Immortality is an age-old concept. Mythology as old as human history refers to people and animals who never die. But, for the most part, immortality is a fantasy-- right? Well, right. Sort of. Surprisingly, there are some animal species that, for whatever reason, have simply decided that they don't like the idea of death and that they will have no part in it. These animals are functionally immortal. They never age, and-- unless an outside force does them in-- they could theoretically live forever.
The Sea Anemone: The lowly sea anemone doesn't look like an immortal animal. In fact, it doesn't even look like an animal. In between swaying to the left, swaying to the right, and occasionally swallowing a bit of debris, this brainless polyp is busy defying everything we know about mortality. A sea anemone doesn't age as it gets older; it simply grows bigger. Fortunately for those who find this a little creepy, none of them have lived long enough to develop sentience yet-- they get wiped out at around age 80 by heat, water pollution, infections and greedy collectors.
The Lobster: Like the sea anemone, the lobster is an immortal animal. It has no brain, and its central nevous system is about as simple as a common household insect. But lobsters have somehow figured out a way to defy aging as we know it. Unlike people, lobsters don't experience any change in metabolism or body-function as they get older. A one-hundred-year-old lobster will even continue eating, moving and making baby-lobsters without any sense of shame. They also keep getting bigger-- meaning that, after a couple-hundred years, they can be the size of a wolf, and capable of scaring the living daylights out of anyone.
The Aldabra Giant Tortoise: Aldabra giant tortoises are exactly what they sound like-- freaking giant. The males can weigh nearly 800 pounds, which would make them the most terrifying animals in the world if they ate meat and moved a little quicker. Fortunately, Aldabra tortoises barely seem to notice humans like us-- they aren't tame; they simply don't care. Because, inside their little reptilian brains, they are laughing at the fact that we get old and die. We aren't sure just how long Aldabra tortoises live, because they have a pesky tendency to live longer than the people watching them. The oldest confirmed age of an Aldabra tortoise was 255 years, but some may have lived to be twice that age.

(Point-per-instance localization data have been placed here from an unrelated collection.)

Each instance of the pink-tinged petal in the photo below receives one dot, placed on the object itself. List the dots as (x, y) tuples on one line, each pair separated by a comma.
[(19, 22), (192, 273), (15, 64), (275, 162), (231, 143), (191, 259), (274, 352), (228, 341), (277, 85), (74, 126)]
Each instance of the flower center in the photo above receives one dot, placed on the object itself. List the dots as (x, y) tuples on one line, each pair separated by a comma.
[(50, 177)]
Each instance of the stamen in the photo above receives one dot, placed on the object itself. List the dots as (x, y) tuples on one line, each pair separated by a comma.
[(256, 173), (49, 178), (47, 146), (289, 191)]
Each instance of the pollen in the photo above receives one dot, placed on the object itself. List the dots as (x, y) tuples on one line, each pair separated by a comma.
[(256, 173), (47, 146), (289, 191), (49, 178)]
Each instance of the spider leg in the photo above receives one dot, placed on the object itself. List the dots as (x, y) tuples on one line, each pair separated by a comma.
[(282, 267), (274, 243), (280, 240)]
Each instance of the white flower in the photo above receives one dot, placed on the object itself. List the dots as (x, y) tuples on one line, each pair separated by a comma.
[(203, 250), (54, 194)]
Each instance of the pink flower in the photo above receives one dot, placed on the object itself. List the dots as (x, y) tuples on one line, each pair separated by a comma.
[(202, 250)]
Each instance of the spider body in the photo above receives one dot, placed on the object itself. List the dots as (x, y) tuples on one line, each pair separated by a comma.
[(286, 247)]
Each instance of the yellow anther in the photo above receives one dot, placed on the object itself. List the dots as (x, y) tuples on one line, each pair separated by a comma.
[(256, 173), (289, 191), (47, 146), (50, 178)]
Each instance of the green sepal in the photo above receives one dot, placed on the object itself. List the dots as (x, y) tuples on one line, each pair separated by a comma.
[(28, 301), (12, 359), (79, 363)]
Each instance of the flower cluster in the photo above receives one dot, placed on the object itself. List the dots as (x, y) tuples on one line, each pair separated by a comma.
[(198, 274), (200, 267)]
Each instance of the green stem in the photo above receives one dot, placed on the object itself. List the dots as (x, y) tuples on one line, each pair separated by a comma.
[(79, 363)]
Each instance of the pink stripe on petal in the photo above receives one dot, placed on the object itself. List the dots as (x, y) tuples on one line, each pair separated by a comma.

The Rougheye Rockfish: The rougheye rockfish just sounds defiant. In fact, I'd include a few more desciptions-- like riptide, rugged, rumblin', radical and ravin'-- in its name, but that would probably remind you too much of that douchebag surfer-guy who smoked a joint with your sister ten years ago. And, just like that surfer-guy, the rockfish is incredibly ugly but makes up for it by being defiant of everything. Including mortality. A rougheye rockfish, which is a functionally immortal animal, can live to be 200 years old or more, unless some guy with a fishing-pole manages to break it of its persistent addiction to life.
The Immortal Jellyfish: The name says all. When the immortal jellyfish gets tired of being a sexually mature adult, it can decide to be a polyp-- that is, a baby-- again. To do this, the jellyfish (technically a medusa) turns itself inside-out, then re-absorbs its tentacles and other dangly-bits. It then land in its grave (or birth site) somewhere in the sand and becomes a colony of tiny little polyps. It's like your grandpa deciding that he's going to go to bed and turn into a few dozen fetuses-- only the immortal jellyfish doesn't have dementia and actually will follow through on its threat.
The Hydra: The hydra is a nearly microscopic immortal animal, but what it lacks in size it makes up for in stamina. (You probably know at least a handful of men who use the same excuse with with their girlfriends.) Hydras are actually remarkably efficient predators; they release an explosion of neurotoxins into their prey, paralyze it, and then consume the animal whole. Every single cell in the hydra's tiny body is constantly dividing and rejuvenating, so any injured, polluted or defective cells are diluted by the thousands of others. Because they are constantly replenishing their living cells, hydras do not age at all-- ever.
Immortality doesn't truly exist in practice, but, in theory, any of these immortal animals really coulld manage to live forever. Unfortunately for them (and fortunately for us) environmental conditions do eventually destroy every living "immortal" animal.